The outbreak of coronavirus has alternated the way things are done, with the latest change being the way elections are conducted in the United States. The Americans were able to vote via email but in specific states where the coronavirus cases were highest. Additionally, Kate Rubins, an American astronaut, was able to cast her ballot while at the International Space Station.

She reiterated the voting process she went through at the International Space Station to NASA’s Q&A at the 20th-anniversary conference. She explained in a video that voting is equivalent to casting her vote from home. Rubins signed up for the Federal Postcard Application (FPCA) form, which authenticates her voting in space. Americans usually use this form in other countries due to the activities or missions they are pursuing in those countries, like military operations. The voters in space received the same treatment as those voting from overseas.

The US law stipulates that the voters in space must vote as though they are Texas residents because they usually receive their Houston training before they embark on their missions. This regulation came into action in 1997, allowing the astronauts to vote under the address low-Earth orbit with their votes being transmitted electronically to Texas. NASA usually validates the ballot boxes to ensure the astronauts can vote without any glitches. The votes are then transmitted to the county clerk for inclusion in the voter tally. The computers at the Johnson Space Center transfer the details in a coded way to the clerk.

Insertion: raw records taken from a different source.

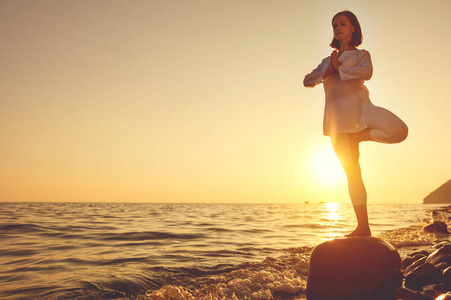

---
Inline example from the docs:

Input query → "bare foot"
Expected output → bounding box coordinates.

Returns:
[345,227,371,237]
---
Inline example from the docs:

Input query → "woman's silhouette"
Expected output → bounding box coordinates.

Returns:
[304,11,408,236]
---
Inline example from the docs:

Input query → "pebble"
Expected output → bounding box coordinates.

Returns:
[393,206,451,300]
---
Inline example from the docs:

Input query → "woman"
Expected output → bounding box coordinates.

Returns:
[304,11,408,236]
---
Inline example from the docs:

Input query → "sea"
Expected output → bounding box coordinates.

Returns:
[0,202,443,300]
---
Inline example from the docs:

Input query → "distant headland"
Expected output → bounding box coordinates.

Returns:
[423,179,451,204]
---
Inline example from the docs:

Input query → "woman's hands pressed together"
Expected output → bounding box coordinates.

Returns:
[323,51,340,79]
[330,51,340,71]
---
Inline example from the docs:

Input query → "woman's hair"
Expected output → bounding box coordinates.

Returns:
[329,10,363,50]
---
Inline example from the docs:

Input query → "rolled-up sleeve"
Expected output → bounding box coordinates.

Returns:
[304,57,330,87]
[338,51,373,80]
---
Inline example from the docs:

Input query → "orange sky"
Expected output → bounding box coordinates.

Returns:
[0,0,451,203]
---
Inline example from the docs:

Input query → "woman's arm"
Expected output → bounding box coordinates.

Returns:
[338,51,373,80]
[304,57,330,87]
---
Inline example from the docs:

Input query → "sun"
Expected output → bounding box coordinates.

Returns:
[311,147,346,185]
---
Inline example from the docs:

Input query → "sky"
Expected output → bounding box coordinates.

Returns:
[0,0,451,204]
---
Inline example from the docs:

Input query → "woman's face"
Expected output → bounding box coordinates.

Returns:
[332,15,355,42]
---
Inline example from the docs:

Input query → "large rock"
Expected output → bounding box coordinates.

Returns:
[307,237,402,300]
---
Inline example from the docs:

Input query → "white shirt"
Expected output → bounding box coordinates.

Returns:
[304,50,373,135]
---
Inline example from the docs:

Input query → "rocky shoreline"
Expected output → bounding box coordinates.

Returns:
[393,206,451,300]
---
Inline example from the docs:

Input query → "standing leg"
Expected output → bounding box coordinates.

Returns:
[331,133,371,236]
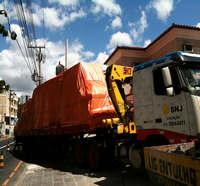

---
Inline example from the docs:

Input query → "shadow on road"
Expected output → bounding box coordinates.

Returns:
[12,148,151,186]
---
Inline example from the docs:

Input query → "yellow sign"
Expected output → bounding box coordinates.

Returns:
[162,104,170,115]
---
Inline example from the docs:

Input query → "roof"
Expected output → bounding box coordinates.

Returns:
[134,51,200,71]
[104,23,200,64]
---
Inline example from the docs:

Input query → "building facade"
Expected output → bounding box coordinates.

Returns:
[0,90,18,135]
[105,24,200,66]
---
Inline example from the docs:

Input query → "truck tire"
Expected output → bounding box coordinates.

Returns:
[88,144,100,170]
[129,145,144,170]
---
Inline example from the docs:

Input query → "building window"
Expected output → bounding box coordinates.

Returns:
[153,66,181,95]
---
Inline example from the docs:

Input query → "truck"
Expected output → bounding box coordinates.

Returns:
[15,51,200,168]
[144,140,200,186]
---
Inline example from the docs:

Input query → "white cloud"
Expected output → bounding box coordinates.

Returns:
[111,16,122,29]
[129,10,148,42]
[95,52,109,64]
[149,0,174,21]
[0,24,94,93]
[92,0,122,16]
[48,0,79,6]
[33,5,86,29]
[43,40,94,80]
[107,32,132,49]
[144,39,151,47]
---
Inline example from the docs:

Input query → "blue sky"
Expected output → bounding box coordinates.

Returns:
[0,0,200,92]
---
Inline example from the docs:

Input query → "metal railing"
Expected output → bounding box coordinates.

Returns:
[0,140,15,168]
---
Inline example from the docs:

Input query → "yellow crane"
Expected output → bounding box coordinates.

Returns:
[104,64,136,134]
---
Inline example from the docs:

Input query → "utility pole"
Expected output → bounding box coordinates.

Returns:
[65,39,68,69]
[28,46,45,85]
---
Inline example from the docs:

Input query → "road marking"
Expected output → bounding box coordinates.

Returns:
[2,161,23,186]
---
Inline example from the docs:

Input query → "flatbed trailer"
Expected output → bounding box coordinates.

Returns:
[144,142,200,186]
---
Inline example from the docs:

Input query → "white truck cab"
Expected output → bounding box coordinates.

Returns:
[133,51,200,143]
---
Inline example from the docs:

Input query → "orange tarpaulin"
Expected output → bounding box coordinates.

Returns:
[15,63,115,135]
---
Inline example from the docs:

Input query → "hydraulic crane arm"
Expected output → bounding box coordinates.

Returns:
[106,64,135,133]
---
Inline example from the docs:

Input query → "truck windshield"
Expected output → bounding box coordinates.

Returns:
[181,64,200,94]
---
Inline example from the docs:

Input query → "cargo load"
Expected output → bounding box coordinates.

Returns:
[15,62,116,136]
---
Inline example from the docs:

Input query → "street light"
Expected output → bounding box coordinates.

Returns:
[0,10,17,40]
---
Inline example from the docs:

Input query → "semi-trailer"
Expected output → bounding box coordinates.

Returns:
[15,51,200,168]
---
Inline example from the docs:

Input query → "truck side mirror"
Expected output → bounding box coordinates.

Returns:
[166,87,174,96]
[162,67,174,96]
[162,67,172,87]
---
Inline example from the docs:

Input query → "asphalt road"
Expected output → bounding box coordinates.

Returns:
[0,139,19,185]
[11,163,151,186]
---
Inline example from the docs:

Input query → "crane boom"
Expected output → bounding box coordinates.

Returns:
[106,64,136,133]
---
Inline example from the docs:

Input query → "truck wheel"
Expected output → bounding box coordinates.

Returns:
[88,144,100,170]
[129,145,144,169]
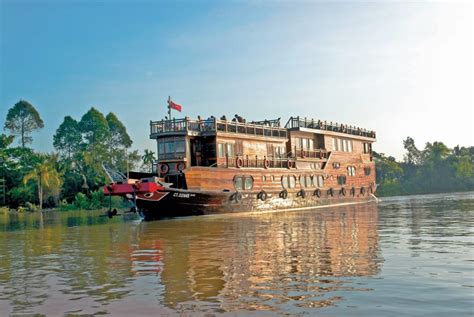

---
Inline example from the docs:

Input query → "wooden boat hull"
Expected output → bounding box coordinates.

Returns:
[137,189,374,221]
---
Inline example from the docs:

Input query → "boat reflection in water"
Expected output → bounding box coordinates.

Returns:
[132,204,382,313]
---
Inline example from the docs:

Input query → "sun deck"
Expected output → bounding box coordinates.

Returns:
[150,118,288,139]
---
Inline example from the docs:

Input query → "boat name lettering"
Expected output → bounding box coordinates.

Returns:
[173,193,196,198]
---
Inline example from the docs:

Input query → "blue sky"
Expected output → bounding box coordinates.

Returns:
[0,0,474,158]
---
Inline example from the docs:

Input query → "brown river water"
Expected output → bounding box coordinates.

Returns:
[0,193,474,316]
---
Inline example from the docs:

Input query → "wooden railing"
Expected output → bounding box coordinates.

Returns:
[150,118,288,138]
[285,117,376,139]
[217,155,295,168]
[294,147,328,160]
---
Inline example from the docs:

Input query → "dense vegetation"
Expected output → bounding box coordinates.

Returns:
[374,137,474,196]
[0,100,474,210]
[0,100,150,209]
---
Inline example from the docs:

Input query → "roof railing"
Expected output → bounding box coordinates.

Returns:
[285,117,376,139]
[150,117,287,138]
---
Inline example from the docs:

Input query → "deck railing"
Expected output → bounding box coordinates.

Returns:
[285,117,376,139]
[150,118,288,138]
[294,147,328,160]
[216,155,295,168]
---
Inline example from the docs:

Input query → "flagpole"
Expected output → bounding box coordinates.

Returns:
[168,96,171,120]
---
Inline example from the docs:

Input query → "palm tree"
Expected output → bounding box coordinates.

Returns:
[23,155,62,209]
[142,150,155,173]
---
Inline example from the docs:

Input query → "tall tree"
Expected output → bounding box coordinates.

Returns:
[23,155,62,209]
[53,116,82,159]
[403,137,422,165]
[105,112,133,148]
[79,107,110,159]
[4,100,44,148]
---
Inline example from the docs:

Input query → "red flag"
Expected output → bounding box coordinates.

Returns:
[169,100,183,112]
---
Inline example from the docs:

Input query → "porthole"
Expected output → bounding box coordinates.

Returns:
[306,175,313,187]
[234,176,253,191]
[244,176,253,190]
[234,176,244,191]
[318,175,324,187]
[300,175,306,187]
[347,166,355,176]
[364,167,371,176]
[337,175,346,185]
[281,175,296,188]
[288,175,296,188]
[281,175,288,188]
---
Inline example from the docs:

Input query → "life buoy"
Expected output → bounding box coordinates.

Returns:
[263,159,270,168]
[230,192,242,203]
[257,190,267,201]
[296,189,306,198]
[314,188,321,198]
[327,188,334,197]
[160,163,170,174]
[351,187,355,197]
[175,162,185,172]
[235,157,244,168]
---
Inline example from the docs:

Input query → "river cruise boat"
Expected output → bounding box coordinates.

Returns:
[104,115,376,220]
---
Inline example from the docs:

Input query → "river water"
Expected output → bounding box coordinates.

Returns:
[0,193,474,316]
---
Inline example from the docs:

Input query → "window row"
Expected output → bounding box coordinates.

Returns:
[291,138,314,150]
[281,175,324,188]
[364,143,372,154]
[234,176,253,191]
[332,138,353,152]
[158,138,185,155]
[217,143,235,158]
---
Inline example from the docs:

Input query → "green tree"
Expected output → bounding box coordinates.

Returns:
[53,116,82,160]
[4,100,44,148]
[403,137,422,165]
[105,112,133,148]
[142,150,155,173]
[79,107,110,159]
[23,155,62,209]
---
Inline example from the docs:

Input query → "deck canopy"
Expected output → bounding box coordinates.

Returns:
[150,117,287,139]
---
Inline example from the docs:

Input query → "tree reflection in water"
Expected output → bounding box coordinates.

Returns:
[0,204,382,315]
[134,204,381,311]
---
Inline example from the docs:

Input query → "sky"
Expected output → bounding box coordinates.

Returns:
[0,0,474,159]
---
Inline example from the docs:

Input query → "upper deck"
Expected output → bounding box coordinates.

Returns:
[285,117,376,141]
[150,117,288,139]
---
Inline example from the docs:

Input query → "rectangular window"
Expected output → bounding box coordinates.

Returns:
[301,139,309,150]
[226,143,234,157]
[235,140,244,155]
[175,140,184,153]
[364,143,369,153]
[217,143,225,157]
[165,141,174,153]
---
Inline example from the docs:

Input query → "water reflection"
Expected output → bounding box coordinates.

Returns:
[133,205,381,312]
[0,205,381,315]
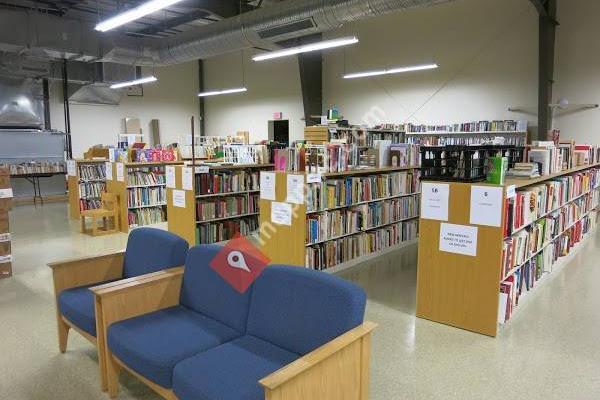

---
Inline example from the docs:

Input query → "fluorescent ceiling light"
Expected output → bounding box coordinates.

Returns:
[95,0,182,32]
[110,76,158,89]
[344,64,438,79]
[198,88,248,97]
[252,36,358,61]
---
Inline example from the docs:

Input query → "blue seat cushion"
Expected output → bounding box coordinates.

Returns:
[123,228,189,278]
[173,335,299,400]
[246,266,366,355]
[58,281,112,337]
[108,306,240,389]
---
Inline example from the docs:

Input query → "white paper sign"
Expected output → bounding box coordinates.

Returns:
[469,186,504,226]
[117,163,125,182]
[306,174,323,183]
[271,201,292,226]
[286,174,304,204]
[0,188,12,199]
[105,162,112,181]
[181,167,194,190]
[260,171,275,200]
[67,160,77,176]
[440,223,478,257]
[165,165,175,189]
[173,190,185,208]
[506,185,517,199]
[421,182,450,221]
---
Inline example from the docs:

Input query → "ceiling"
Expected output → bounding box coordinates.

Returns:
[0,0,279,38]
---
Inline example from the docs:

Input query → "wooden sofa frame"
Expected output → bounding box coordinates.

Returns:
[92,269,377,400]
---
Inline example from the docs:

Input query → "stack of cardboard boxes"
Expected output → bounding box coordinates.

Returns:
[0,167,13,279]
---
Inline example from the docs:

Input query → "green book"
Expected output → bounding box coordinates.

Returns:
[486,157,508,185]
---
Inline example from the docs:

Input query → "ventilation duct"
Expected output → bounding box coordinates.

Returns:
[104,0,452,65]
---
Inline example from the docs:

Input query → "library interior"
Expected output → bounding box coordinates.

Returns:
[0,0,600,400]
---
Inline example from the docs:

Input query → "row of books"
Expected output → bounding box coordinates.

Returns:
[406,119,527,132]
[502,191,598,277]
[504,168,600,237]
[305,220,419,270]
[196,194,260,221]
[127,207,166,227]
[127,186,167,208]
[79,163,106,181]
[127,168,165,186]
[498,211,597,324]
[195,171,260,195]
[79,181,106,199]
[306,171,420,212]
[79,198,102,211]
[306,196,419,244]
[196,216,258,244]
[7,161,65,175]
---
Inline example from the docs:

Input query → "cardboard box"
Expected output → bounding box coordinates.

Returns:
[0,263,12,279]
[0,242,10,256]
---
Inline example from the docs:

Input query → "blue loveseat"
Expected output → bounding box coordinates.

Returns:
[94,245,374,400]
[48,228,189,390]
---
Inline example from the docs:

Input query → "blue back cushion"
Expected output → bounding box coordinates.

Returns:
[123,228,189,278]
[247,266,366,355]
[180,245,252,333]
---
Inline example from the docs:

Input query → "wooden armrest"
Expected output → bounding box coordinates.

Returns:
[48,251,125,296]
[259,321,377,400]
[90,267,183,329]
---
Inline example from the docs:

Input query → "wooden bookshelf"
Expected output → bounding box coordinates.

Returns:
[417,164,599,337]
[106,161,183,233]
[67,159,106,219]
[260,167,420,272]
[167,163,273,245]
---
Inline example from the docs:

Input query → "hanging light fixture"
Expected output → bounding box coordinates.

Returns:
[344,64,438,79]
[110,75,158,89]
[252,36,358,61]
[94,0,188,32]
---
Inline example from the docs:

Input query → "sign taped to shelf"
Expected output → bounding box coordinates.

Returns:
[306,174,323,183]
[67,160,77,176]
[440,223,478,257]
[421,182,450,221]
[469,186,504,227]
[271,201,292,226]
[165,165,175,189]
[181,167,194,190]
[173,190,185,208]
[117,163,125,182]
[105,161,112,181]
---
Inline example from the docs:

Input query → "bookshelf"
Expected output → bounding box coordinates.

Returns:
[167,164,274,245]
[260,167,420,272]
[105,161,182,233]
[417,164,600,337]
[67,159,106,219]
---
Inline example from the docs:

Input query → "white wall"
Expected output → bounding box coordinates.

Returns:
[323,0,538,125]
[204,51,304,141]
[50,62,199,157]
[553,0,600,144]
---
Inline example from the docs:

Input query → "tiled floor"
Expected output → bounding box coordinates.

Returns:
[0,203,600,400]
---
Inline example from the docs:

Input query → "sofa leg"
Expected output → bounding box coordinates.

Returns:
[56,315,71,353]
[105,350,121,399]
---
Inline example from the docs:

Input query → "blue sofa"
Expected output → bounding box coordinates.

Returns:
[48,228,189,389]
[94,245,374,400]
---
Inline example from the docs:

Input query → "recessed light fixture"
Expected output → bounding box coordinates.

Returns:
[252,36,358,61]
[198,88,248,97]
[110,76,158,89]
[94,0,182,32]
[344,64,438,79]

The clerk usually issues a test sample of the ballot to authenticate the security encryptions before the real ballot paper in an electronic form is embedded as an email and sent to the astronaut. Every astronaut has a password that ensures that the vote is not rigged or interfered with by the transmitters or technicians facilitating the process. Additionally, the rules on Earth apply to the voters at the International Space Station. For instance, the voter must send their vote before 7 p.m; to remain relevant; otherwise, it would be deemed invaluable. Rubin was the first astronaut to create her voting booth from where she cast her ballot and electronically transferred it to Earth.

She explained that she chose the area where they have isolated and set aside for sleep to cast a vote saying that it was the ideal place. This event becomes Rubin’s second voting from space. In conclusion, NASA has dedicated its facilities to serve this right for the American astronauts. This move proves that astronauts have no excuse to claim their vote did not count.